I think that it was 15 years ago, plus or minus, that I attended a corporate meeting for medical and health services directors. Some of United Healthcare’s luminaries were there. One of them was lecturing on assessing individuals for cognitive impairment. I suggested that a quick screen was to use the CLOX test – a test of a patient’s ability to draw a mechanical clock face showing a specific time – say 4:20 or 11:30.

He responded that clock drawing was just a test of visuospatial ability. That, of course, is only true if one asks a person to reproduce a picture of a clock showing a particular time. Being told to create a clock image without a reference image is a test of frontal lobe function – the part of the brain that is needed to plan and execute a sequence of steps needed to accomplish a task like making a sandwich, giving a coherent speech, or maybe drawing a clock.

I recall my four-year-old son creating adventure stories based on the Ninja Turtles or some other TV characters. His stories had no real beginning or progression toward an end. Children don’t develop the ability to deliver a complex, coherent story until they are in fourth grade to high school – some even later. Telling a coherent story requires the planning and execution of a mature frontal lobe, and that part of the brain isn’t fully developed until about age 25. Still, by high school, enough of the frontal lobe has matured that most students can write and tell an interesting story.

Reading from a teleprompter is more like copying a picture of a clock than it is like drawing a clock from scratch. Delivering remarks from a teleprompter requires much less frontal lobe ability than speaking extemporaneously and actually making sense.

This brings me to battery-powered boats, sharks, and evidence of cognitive impairment. Trump’s recent Las Vegas rally gives us insight into his cognitive decline. He can read a teleprompter and sound coherent only because his speechwriters have given him a coherent speech to deliver. All he needs to do is read and speak the words. But when the teleprompter fails under the triple-digit desert heat, he shows us that he cannot deliver a message. Shit, he has no message – he just yammers incoherently.
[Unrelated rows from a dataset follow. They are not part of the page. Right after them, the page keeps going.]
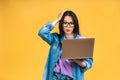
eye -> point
(65, 22)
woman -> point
(56, 68)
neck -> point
(70, 36)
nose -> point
(68, 25)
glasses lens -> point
(68, 23)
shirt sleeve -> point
(45, 34)
(89, 62)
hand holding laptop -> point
(81, 62)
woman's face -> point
(68, 25)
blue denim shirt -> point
(55, 52)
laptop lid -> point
(77, 48)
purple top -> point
(64, 67)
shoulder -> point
(80, 36)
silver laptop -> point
(78, 48)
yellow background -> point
(23, 54)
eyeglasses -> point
(65, 24)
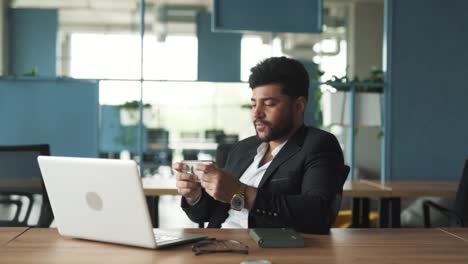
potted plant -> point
(130, 113)
(335, 104)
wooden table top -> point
(461, 233)
(361, 188)
(155, 186)
(8, 233)
(341, 246)
(419, 188)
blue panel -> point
(62, 113)
(218, 53)
(113, 136)
(268, 15)
(33, 41)
(429, 93)
(310, 117)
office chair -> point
(458, 216)
(336, 203)
(20, 176)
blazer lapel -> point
(292, 147)
(244, 163)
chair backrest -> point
(336, 203)
(461, 200)
(20, 175)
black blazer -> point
(297, 190)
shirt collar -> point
(261, 150)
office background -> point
(69, 68)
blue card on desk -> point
(276, 237)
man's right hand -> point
(187, 184)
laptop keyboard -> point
(164, 238)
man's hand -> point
(217, 183)
(187, 184)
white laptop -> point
(103, 200)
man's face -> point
(272, 112)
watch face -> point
(237, 202)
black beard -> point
(283, 129)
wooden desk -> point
(9, 233)
(390, 206)
(358, 190)
(341, 246)
(406, 189)
(166, 186)
(389, 196)
(461, 233)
I have met and attended to many patients with various levels of dementia. In the early stages, the social graces are preserved. Patients meet you, shake your hand, say hello, engage in small talk, and seem quite normal – but more complex tasks are daunting. Later, even the social graces gradually disappear. It’s heartbreaking to watch the effacement of personality and self-efficacy that ensues in the years that follow.

Make no mistake, His Most Orange Orator is in inexorable cognitive decline.